Find the average mass transfer coefficient

We can now determine the average mass transfer coefficient (\(k_v\)) using the molar concentration difference between the inlet and outlet, and the partial pressure difference: \(k_v = \frac{C_{v_{out}} - C_v}{10 \mathrm{kPa} - 2.72 \mathrm{kPa}} = 4.15 \times 10^{-3} \mathrm{m/s}\)

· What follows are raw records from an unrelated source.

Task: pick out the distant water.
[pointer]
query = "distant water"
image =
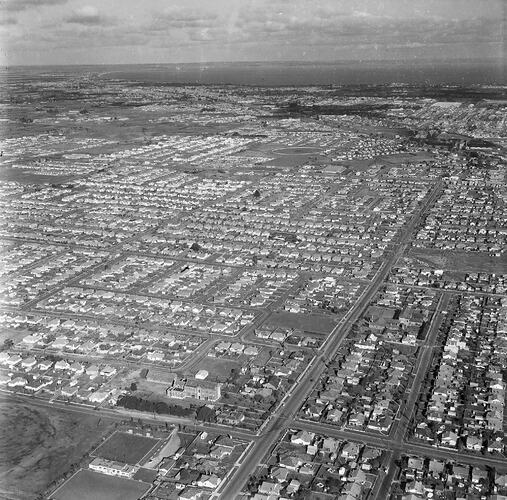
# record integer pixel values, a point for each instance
(288, 74)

Calculate the log-mean driving force

The log-mean driving force for mass transfer is given by the following formula: \(LDF = \frac{(C_{v_{out}} - C_v)}{\ln{(\frac{C_{v_{out}}}{C_v})}}\) \(LDF = \frac{0.0271 \,\mathrm{mol/m^3}}{\ln{(\frac{0.0372}{0.0101})}} = 0.0185 \,\mathrm{mol/m^3}\)

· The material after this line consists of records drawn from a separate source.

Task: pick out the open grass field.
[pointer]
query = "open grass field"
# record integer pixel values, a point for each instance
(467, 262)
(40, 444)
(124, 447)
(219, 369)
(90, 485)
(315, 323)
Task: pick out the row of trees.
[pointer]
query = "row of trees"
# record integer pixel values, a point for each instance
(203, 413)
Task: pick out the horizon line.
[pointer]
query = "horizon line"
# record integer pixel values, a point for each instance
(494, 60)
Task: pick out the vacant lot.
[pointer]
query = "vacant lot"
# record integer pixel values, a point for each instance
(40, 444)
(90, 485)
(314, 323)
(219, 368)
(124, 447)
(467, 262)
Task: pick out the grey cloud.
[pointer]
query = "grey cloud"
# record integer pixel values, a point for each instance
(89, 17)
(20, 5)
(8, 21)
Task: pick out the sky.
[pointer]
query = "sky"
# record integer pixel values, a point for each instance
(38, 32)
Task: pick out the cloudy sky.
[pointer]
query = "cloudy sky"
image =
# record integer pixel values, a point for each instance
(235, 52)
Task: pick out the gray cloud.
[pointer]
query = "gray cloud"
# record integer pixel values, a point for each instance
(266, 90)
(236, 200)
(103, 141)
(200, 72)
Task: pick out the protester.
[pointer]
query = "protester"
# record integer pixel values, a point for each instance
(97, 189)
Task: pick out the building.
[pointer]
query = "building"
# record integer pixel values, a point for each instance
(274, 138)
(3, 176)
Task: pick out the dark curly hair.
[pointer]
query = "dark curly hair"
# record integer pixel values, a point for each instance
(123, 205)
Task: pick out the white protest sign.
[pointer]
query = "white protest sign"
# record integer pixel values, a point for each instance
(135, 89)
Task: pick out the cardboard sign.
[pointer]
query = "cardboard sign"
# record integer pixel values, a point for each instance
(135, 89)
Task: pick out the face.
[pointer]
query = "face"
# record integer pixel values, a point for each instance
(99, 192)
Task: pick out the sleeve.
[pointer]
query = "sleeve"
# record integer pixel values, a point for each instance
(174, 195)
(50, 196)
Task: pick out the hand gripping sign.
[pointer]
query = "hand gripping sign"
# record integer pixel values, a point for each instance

Determine the evaporation rate

The water evaporation rate can be found using the mass transfer coefficient and the log-mean driving force: \(Evaporation \, Rate = k_v \times LDF \times Area\) Observing the given diameter of the tube, we can calculate the area: \(Area = \pi (\frac{0.05\,\mathrm{m}}{2})^2 = 0.00196\,\mathrm{m^3}\) \(Evaporation \, Rate = (4.15 \times 10^{-3}\,\mathrm{m/s}) \times (0.0185\,\mathrm{mol/m^3}) \times (0.00196 \,\mathrm{+m^2}) = 1.58 \times 10^{-7}\,\mathrm{mol/s}\) To convert the evaporation rate into \(\mathrm{kg/h}\), we multiply by the molar mass of water: \(Evaporation \, Rate (kg/h) = (1.58 \times 10^{-7}\,\mathrm{mol/s}) \times (18.015\,\mathrm{g/mol}) \times (\frac{3600\,\mathrm{s}}{1\,\mathrm{h}})\times (\frac{1\,\mathrm{kg}}{1000\,\mathrm{g}})= 0.0103\,\mathrm{kg/h}\)

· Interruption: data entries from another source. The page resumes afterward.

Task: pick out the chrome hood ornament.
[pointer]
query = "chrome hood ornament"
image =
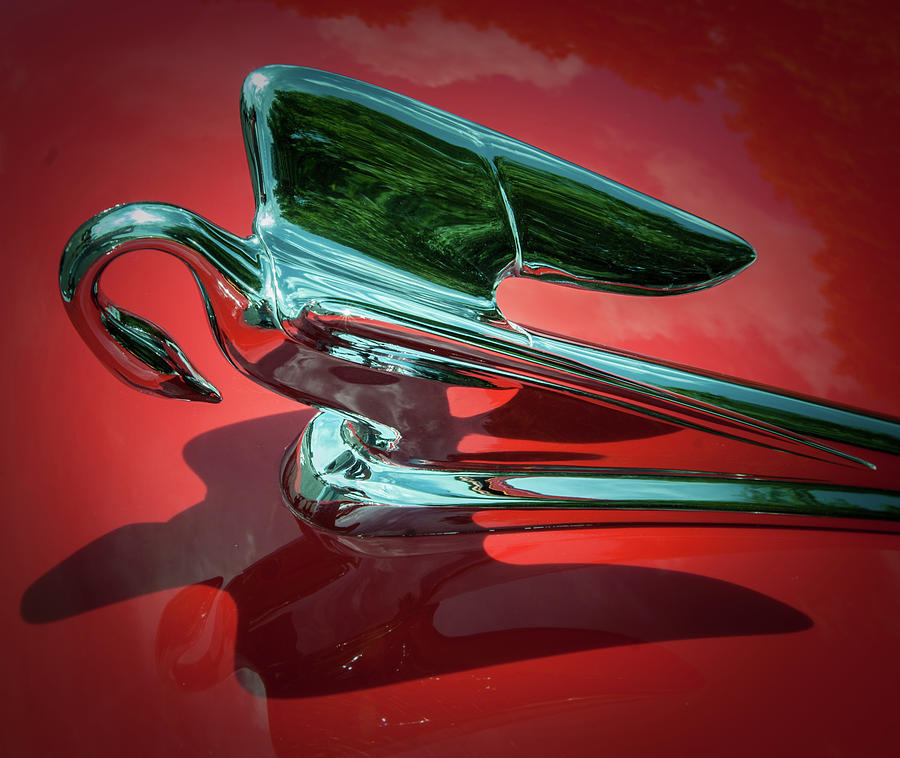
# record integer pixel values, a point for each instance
(383, 228)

Calculate the length of the tube

We can now find the length of the tube using the evaporation rate and the mass transfer rate: \(Length = \frac{Evaporation \, Rate}{k_v \times LDF \times Velocity}\) \(Length = \frac{0.0103\,\mathrm{kg/h}}{(4.15 \times 10^{-3}\,\mathrm{m/s}) \times (0.0185\,\mathrm{mol/m^3}) \times (6\,\mathrm{m/s})}= 34.1\,\mathrm{m}\) So, the results are as follows: a) The average mass transfer coefficient is \(4.15 \times 10^{-3}\,\mathrm{m/s}\). b) The log-mean driving force for mass transfer is \(0.0185 \,\mathrm{mol/m^3}\). c) The water evaporation rate is \(0.0103\,\mathrm{kg/h}\). d) The length of the tube is \(34.1\,\mathrm{m}\).